O mercado pecuário encerrou o primeiro semestre de 2026 com valorização em todos os segmentos da cadeia, sustentada pela combinação de menor oferta de boi gordo para abate, alta no preço do bezerro, elevada participação de fêmeas nos abates e forte demanda internacional pela carne bovina brasileira, principalmente da China.
Segundo pesquisadores do Cepea, esse cenário favoreceu a manutenção dos preços ao longo dos seis primeiros meses do ano.

Foto: Luiz Pfeifer
Em junho, o Indicador do Boi Gordo Cepea/ESALQ, referente ao estado de São Paulo, registrou média à vista de R$ 347,59 por arroba.

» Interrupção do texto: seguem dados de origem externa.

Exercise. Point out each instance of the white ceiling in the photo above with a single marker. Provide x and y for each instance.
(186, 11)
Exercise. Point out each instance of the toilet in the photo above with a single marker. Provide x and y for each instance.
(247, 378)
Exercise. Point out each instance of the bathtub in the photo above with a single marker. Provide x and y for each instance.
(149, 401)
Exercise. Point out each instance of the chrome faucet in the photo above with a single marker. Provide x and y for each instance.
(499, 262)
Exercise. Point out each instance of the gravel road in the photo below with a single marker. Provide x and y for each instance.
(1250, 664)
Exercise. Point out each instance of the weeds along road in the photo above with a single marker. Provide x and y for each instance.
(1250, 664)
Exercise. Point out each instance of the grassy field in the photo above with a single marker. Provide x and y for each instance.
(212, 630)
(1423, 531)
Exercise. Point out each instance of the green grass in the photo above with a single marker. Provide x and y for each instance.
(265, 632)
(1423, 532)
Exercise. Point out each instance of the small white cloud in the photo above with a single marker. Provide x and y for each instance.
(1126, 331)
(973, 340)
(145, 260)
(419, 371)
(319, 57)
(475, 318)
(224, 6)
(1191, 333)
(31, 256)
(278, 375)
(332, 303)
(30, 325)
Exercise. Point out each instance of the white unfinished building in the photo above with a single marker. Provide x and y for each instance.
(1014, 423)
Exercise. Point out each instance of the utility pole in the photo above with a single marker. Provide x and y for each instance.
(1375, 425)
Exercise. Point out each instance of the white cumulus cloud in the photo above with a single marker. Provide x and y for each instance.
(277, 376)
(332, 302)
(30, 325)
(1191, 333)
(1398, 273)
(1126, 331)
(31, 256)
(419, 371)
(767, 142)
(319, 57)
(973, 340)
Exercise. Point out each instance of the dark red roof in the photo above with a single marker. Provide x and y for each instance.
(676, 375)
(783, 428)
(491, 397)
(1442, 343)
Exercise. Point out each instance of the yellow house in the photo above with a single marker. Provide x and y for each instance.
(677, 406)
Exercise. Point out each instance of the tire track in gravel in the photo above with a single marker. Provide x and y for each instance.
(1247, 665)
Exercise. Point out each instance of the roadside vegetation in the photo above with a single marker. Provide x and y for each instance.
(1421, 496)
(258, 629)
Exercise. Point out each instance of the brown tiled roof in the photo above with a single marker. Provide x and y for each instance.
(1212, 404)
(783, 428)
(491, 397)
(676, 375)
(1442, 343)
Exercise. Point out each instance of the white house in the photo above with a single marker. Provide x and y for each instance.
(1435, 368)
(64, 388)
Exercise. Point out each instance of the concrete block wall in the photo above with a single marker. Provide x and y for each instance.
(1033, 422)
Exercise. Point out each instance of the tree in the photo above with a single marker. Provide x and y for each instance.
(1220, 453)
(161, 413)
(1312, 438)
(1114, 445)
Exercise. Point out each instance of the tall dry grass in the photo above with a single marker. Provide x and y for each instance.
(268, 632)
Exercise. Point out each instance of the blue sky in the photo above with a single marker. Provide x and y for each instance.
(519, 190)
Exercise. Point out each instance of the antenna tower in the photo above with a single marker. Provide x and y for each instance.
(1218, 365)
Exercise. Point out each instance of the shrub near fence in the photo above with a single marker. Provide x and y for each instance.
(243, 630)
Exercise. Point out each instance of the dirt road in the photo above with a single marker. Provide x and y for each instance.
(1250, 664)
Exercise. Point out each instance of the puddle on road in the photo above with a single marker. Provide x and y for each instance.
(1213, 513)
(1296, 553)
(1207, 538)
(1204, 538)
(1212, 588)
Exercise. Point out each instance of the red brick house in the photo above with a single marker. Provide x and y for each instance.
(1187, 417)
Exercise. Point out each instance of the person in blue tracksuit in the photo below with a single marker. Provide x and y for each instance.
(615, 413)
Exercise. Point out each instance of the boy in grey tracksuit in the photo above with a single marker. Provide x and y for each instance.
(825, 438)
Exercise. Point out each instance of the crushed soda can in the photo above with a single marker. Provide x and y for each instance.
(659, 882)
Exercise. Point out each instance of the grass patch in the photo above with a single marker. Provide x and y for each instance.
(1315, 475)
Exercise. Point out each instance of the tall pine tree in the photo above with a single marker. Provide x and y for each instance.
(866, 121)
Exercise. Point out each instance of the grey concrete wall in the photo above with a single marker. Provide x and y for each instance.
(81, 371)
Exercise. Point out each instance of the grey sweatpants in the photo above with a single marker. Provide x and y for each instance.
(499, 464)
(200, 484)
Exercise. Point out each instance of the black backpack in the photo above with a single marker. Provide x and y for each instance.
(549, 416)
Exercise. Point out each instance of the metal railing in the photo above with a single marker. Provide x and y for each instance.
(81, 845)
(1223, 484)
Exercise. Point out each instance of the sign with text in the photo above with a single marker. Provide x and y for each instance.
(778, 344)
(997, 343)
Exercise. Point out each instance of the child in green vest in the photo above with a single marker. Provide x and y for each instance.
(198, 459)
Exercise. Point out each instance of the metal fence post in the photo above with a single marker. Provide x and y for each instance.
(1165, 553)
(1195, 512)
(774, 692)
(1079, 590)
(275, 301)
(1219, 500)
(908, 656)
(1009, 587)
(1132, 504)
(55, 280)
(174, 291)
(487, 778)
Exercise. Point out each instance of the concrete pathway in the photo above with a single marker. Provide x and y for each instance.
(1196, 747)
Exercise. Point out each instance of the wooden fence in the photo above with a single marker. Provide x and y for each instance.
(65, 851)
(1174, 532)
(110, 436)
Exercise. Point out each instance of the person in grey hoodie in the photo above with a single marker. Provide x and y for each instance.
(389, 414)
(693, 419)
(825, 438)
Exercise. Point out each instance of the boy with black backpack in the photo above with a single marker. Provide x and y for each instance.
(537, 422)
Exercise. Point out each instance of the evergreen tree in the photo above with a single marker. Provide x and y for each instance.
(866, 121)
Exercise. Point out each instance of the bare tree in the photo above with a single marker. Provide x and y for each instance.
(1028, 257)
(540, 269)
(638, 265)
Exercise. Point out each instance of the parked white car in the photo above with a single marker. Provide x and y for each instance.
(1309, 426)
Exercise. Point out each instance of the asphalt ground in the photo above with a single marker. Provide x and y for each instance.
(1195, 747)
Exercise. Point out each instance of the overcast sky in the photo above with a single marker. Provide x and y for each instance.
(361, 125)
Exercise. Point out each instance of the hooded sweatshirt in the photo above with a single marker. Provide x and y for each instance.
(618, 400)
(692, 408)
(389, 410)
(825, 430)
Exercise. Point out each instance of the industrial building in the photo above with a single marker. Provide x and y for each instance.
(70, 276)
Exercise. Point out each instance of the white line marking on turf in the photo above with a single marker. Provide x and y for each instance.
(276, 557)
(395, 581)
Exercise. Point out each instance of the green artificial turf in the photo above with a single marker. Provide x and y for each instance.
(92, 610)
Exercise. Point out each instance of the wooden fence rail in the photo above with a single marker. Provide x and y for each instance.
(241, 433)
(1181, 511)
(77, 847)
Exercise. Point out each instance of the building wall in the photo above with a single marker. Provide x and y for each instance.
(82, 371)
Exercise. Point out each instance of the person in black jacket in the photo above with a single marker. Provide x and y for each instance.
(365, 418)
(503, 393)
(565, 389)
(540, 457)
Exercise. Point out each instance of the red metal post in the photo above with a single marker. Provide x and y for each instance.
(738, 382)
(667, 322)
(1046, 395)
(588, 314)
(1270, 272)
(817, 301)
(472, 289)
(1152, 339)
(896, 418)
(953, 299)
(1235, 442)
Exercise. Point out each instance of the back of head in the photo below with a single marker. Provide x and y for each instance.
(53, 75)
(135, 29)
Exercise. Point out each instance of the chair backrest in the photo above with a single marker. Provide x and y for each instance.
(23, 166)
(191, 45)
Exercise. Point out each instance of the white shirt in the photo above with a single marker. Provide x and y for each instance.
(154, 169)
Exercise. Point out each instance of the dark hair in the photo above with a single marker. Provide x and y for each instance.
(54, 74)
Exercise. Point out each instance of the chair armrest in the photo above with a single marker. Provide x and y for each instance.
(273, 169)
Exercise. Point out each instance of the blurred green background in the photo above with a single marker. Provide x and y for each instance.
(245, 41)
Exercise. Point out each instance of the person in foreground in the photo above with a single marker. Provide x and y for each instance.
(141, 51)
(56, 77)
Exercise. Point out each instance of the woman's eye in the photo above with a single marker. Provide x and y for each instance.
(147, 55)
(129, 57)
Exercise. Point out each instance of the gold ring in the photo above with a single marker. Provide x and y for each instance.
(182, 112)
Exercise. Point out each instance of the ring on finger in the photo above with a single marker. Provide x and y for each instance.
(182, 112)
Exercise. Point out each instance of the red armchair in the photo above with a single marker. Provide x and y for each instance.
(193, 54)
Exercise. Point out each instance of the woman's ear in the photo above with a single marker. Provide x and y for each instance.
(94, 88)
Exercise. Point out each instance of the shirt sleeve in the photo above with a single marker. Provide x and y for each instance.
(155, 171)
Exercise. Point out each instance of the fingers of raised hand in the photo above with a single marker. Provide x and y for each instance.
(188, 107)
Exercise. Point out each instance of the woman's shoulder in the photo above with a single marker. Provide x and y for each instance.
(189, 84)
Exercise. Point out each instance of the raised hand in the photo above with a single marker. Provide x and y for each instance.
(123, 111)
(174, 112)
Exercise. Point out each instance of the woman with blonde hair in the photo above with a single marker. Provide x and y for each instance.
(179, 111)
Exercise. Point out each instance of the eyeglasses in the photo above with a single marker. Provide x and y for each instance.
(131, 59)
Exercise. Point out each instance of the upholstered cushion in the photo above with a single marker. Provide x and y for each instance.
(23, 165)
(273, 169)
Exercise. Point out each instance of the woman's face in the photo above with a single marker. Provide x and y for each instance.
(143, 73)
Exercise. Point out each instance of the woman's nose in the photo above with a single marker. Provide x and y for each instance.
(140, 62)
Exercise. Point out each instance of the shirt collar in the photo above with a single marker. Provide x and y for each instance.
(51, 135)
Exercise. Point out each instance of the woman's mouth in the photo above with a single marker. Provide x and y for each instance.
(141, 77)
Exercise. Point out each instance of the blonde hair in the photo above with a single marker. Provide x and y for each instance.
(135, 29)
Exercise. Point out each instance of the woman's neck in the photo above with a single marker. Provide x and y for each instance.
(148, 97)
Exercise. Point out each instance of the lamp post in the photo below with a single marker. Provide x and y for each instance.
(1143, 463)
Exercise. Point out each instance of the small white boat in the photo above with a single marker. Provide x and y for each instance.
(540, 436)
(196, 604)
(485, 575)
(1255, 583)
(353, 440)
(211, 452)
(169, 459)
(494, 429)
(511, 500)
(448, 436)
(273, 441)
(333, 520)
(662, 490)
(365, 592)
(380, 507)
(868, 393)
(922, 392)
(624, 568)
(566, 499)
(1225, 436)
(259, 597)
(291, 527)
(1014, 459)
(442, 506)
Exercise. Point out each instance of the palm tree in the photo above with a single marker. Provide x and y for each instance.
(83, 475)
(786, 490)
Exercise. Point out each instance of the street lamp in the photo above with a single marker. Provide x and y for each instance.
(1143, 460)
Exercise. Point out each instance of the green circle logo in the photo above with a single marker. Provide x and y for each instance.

O valor representa alta real de 4,6% em relação à média de janeiro, de R$ 332,14, considerando a correção pelo IGP-DI de maio de 2026.
Ainda conforme o Cepea, a maior cotação da arroba no primeiro semestre foi registrada em abril, quando a média real atingiu R$ 365,93. O resultado foi influenciado pela transição do período de safra para a entressafra.
Os pesquisadores também destacam que, de acordo com a série histórica do Cepea, iniciada em 1997, é comum que os preços da arroba recuem entre janeiro e junho, devido à maior oferta de animais para abate nesse período. Em 2026, no entanto, o comportamento foi diferente, com valorização do indicador ao longo do semestre.